Menjawab hal ini, Anggota Komisi VII DPR RI Fraksi Partai Keadilan Sejahtera (FPKS) Mulyanto menyebut bahwa draft perubahan Peraturan Menteri ESDM tentang PLTS Atap ini masih perlu disempurnakan, khususnya yang mengatur ekspor impor listrik dari pengguna tenaga surya ke PLN sebesar 1:1.

"Terkesan tidak adil, Permen ini hanya akan menguntungkan industri, bisnis dan perumahan mewah, namun menjadi beban untuk PLN," ungkapnya kepada CNBC Indonesia, dikutip Selasa (21/09/2021).

Dia mengatakan, memang ketentuan ini bagus untuk mendorong produksi listrik dari Energi Baru Terbarukan (EBT), serta mempercepat pencapaian target bauran energi baru terbarukan menjadi 23% pada 2025 mendatang. Dengan aturan ekspor impor tersebut, maka pengguna PLTS akan semakin bersemangat.

Namun, lanjutnya, bila ini dibiarkan hanya di daerah-daerah surplus listrik, maka ini akan membebankan PLN.

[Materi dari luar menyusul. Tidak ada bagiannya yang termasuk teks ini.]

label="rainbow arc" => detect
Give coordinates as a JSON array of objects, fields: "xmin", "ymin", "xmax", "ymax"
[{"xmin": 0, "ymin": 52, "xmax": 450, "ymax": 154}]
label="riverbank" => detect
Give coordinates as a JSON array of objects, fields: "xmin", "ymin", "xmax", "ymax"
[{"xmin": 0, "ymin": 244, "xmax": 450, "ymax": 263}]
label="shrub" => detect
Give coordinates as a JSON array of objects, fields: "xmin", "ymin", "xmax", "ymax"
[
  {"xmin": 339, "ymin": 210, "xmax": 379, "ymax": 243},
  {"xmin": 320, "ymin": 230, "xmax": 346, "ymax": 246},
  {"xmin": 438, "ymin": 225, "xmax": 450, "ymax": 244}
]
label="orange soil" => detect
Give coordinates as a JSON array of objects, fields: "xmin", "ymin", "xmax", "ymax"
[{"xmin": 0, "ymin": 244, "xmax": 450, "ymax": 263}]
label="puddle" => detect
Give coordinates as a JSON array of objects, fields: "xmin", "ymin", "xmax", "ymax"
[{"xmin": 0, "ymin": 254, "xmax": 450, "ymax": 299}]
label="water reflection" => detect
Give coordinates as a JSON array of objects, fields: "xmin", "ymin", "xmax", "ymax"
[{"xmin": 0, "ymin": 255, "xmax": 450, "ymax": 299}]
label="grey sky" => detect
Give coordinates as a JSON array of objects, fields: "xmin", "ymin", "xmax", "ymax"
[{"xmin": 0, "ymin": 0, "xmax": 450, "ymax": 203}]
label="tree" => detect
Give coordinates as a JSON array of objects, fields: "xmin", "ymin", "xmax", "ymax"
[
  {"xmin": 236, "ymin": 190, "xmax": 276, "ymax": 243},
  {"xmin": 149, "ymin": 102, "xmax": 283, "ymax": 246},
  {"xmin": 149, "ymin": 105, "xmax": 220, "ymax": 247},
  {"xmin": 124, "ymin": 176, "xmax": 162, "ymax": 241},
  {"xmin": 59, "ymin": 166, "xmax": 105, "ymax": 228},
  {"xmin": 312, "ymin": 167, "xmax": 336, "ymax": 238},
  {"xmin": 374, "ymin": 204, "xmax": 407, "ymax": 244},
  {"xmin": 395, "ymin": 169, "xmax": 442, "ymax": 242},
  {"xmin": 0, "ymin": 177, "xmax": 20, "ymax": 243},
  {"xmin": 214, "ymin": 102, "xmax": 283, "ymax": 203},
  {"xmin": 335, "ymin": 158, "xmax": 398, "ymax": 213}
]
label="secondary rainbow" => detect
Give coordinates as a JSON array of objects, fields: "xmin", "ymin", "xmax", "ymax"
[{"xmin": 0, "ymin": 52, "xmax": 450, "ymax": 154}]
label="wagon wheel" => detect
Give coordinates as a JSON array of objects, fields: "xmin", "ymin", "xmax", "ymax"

"Namun kalau sasaran regulasi ini adalah pelanggan di wilayah Jawa-Bali-Sumatera yang surplus listrik, maka PLN akan buntung," sesalnya.

Penambahan kapasitas listrik dari PLTS Atap hingga 3,6 GW inilah yang membuat buntung. PLN, imbuhnya, tidak memerlukan tambahan produksi di wilayah yang listriknya oversupply.

"Sebab jumlah biaya yang harus dibayar oleh PLN lumayan sekitar 3,61 GW. Padahal PLN tidak memerlukan tambahan produksi di wilayah-wilayah surplus listrik," lanjutnya.

Sementara itu, berdasarkan data PLN, pada semester I 2021 tercatat beban puncak kelistrikan telah berada di atas 27 ribu Mega Watt (MW) dengan beban puncak tertinggi terjadi pada 8 Juni 2021 sebesar 27.335 MW. Sebelumnya pada 2020, beban puncak kelistrikan Jawa Bali hanya berada di angka 26 ribu MW.

Adapun daya mampu listrik PLN saat ini mencapai 57 Giga Watt (GW) dan bahkan akan meningkat lagi dengan mulai beroperasinya Pembangkit Listrik Tenaga Uap (PLTU) 35 GW pada tahun-tahun mendatang.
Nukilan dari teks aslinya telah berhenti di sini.